New breakthrough in TeamFree noise reduction algorithm
Online models such as online meetings, online education, and live broadcasts have changed the traditional interaction models in offices, education and other industries, and have become an emerging necessity. Applications that were originally in niche fields are penetrating into wider fields. TO C application scenarios have gradually become the mainstream trend in the industry. Many traditional conference equipment brands have launched a variety of call noise reduction products, such as conference speakers, Bluetooth speakers with call noise reduction, etc. Judging from the current market situation, products are still concentrated in high-end and professional fields, and consumer-level applications belonging to the public are still a blue ocean market with great development prospects.
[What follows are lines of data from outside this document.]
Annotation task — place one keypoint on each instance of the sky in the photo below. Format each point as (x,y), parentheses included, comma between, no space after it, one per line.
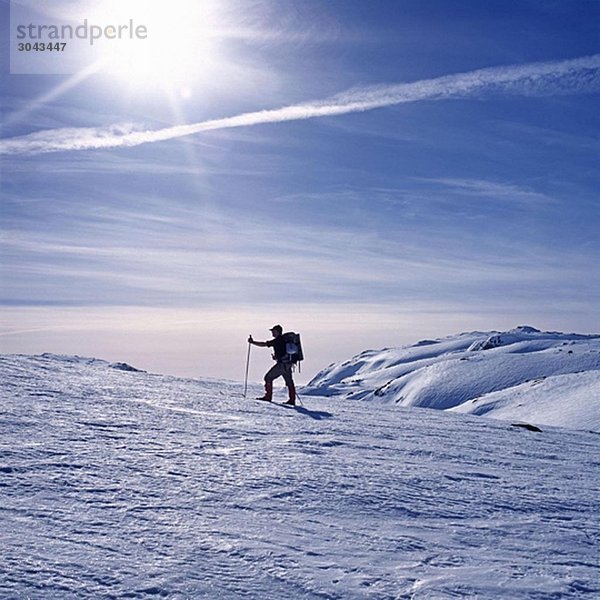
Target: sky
(366,173)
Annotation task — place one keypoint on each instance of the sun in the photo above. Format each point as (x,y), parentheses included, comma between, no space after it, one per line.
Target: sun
(179,46)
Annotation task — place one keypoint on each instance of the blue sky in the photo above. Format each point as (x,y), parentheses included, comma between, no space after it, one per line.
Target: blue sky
(451,183)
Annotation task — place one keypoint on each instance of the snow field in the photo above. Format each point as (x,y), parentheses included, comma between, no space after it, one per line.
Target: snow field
(132,485)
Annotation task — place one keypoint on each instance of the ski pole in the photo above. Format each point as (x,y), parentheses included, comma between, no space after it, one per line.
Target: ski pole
(247,366)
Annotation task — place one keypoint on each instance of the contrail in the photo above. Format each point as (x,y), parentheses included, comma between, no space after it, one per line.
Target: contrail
(578,75)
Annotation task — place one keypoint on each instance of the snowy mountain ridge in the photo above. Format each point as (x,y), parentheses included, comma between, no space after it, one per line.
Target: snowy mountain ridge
(551,378)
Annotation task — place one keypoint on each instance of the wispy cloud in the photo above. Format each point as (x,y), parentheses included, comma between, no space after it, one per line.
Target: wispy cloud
(558,77)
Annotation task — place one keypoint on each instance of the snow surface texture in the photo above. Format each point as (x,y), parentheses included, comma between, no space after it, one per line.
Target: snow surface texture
(546,378)
(122,484)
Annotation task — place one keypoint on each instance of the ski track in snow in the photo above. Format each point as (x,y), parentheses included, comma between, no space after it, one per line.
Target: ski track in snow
(132,485)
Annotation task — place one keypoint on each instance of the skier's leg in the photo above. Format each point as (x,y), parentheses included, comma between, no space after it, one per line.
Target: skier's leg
(289,381)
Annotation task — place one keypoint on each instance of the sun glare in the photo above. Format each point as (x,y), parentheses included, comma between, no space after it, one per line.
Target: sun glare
(178,44)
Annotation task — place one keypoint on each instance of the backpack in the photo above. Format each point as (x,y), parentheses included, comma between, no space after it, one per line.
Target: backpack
(293,347)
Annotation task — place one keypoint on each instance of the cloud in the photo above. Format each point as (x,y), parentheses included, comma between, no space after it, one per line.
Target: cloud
(558,77)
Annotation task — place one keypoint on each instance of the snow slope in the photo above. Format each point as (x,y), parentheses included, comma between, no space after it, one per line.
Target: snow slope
(457,373)
(124,484)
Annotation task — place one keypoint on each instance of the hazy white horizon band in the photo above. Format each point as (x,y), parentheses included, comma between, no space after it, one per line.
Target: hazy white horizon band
(578,75)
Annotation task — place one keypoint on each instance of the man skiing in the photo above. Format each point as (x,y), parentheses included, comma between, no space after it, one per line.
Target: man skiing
(282,367)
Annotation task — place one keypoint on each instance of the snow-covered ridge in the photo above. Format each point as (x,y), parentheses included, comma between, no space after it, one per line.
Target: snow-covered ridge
(458,372)
(75,359)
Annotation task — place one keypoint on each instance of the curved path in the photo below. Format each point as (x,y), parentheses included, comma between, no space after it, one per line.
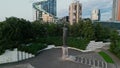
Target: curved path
(52,59)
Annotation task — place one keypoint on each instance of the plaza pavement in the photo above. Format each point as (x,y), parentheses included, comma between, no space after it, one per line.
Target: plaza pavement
(52,59)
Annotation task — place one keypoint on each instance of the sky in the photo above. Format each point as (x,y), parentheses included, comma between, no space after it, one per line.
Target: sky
(23,8)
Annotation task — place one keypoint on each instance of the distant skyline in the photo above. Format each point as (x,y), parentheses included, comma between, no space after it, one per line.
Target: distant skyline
(23,8)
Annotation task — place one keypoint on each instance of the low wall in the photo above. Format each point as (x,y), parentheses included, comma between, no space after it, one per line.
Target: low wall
(14,56)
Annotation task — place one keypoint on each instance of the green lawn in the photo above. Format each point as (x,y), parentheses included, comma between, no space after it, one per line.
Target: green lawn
(106,57)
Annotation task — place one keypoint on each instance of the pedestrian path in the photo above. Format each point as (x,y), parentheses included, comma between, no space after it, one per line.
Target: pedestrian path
(92,62)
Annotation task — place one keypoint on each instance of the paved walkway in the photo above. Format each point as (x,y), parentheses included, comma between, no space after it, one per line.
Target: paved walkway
(115,59)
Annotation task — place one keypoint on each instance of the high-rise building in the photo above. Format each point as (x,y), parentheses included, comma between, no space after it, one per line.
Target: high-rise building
(49,6)
(45,10)
(75,12)
(95,15)
(116,10)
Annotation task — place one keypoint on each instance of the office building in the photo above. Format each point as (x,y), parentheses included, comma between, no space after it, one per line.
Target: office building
(116,10)
(95,16)
(45,10)
(49,6)
(75,12)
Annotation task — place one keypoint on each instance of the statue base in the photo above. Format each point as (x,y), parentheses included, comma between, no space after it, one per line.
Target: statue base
(64,53)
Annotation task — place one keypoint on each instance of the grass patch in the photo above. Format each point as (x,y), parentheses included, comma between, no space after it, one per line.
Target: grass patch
(106,57)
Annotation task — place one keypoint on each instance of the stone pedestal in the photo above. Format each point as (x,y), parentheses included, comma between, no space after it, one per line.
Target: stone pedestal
(64,53)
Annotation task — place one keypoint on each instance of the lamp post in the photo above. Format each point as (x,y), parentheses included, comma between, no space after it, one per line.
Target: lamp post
(65,48)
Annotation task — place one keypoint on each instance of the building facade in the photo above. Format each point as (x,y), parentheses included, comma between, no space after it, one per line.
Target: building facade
(45,10)
(75,12)
(116,10)
(49,6)
(95,16)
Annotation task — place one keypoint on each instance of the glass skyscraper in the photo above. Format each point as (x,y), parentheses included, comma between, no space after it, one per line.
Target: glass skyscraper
(49,6)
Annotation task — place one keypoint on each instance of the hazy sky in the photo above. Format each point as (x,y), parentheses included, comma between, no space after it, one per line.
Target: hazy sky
(23,8)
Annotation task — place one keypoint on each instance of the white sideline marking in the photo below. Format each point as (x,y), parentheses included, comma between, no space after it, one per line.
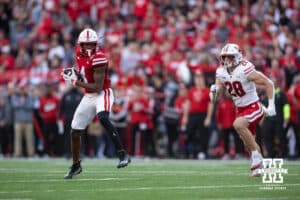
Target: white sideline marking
(60,180)
(148,188)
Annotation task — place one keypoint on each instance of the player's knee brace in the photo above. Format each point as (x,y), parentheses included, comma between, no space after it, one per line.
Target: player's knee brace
(104,120)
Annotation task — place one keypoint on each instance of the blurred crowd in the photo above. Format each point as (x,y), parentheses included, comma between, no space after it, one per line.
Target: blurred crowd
(162,59)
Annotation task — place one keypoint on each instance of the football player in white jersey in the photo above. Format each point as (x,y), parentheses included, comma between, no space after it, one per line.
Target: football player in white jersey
(239,77)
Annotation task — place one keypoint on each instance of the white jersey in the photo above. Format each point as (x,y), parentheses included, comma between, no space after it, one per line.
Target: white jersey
(242,91)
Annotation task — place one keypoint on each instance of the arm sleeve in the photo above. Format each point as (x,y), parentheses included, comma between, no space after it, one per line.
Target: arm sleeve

It was against the background that the industry was improving that the author received the research and development task of developing an all-in-one conference machine. The reference at the beginning of the design of the all-in-one conference machine was notebooks and tablets. This type of tablet device integrates peripherals such as cameras, microphones, speakers, screens, etc., and integrates various conference equipment into one. It seems to fully meet the requirements of an all-in-one conference machine. However, the author has made a lot of traditional conference equipment, and the experience of using traditional conference equipment to hold meetings completely surpasses that of laptops or tablets. Taking a notebook as an example, the differences are as follows:
- Traditional conferences are connected to a large screen, with a wide field of view, dual-stream high-definition, and high video quality. Laptop cameras are far behind, with low video quality, narrow field of view, and no ability to connect to external video sources.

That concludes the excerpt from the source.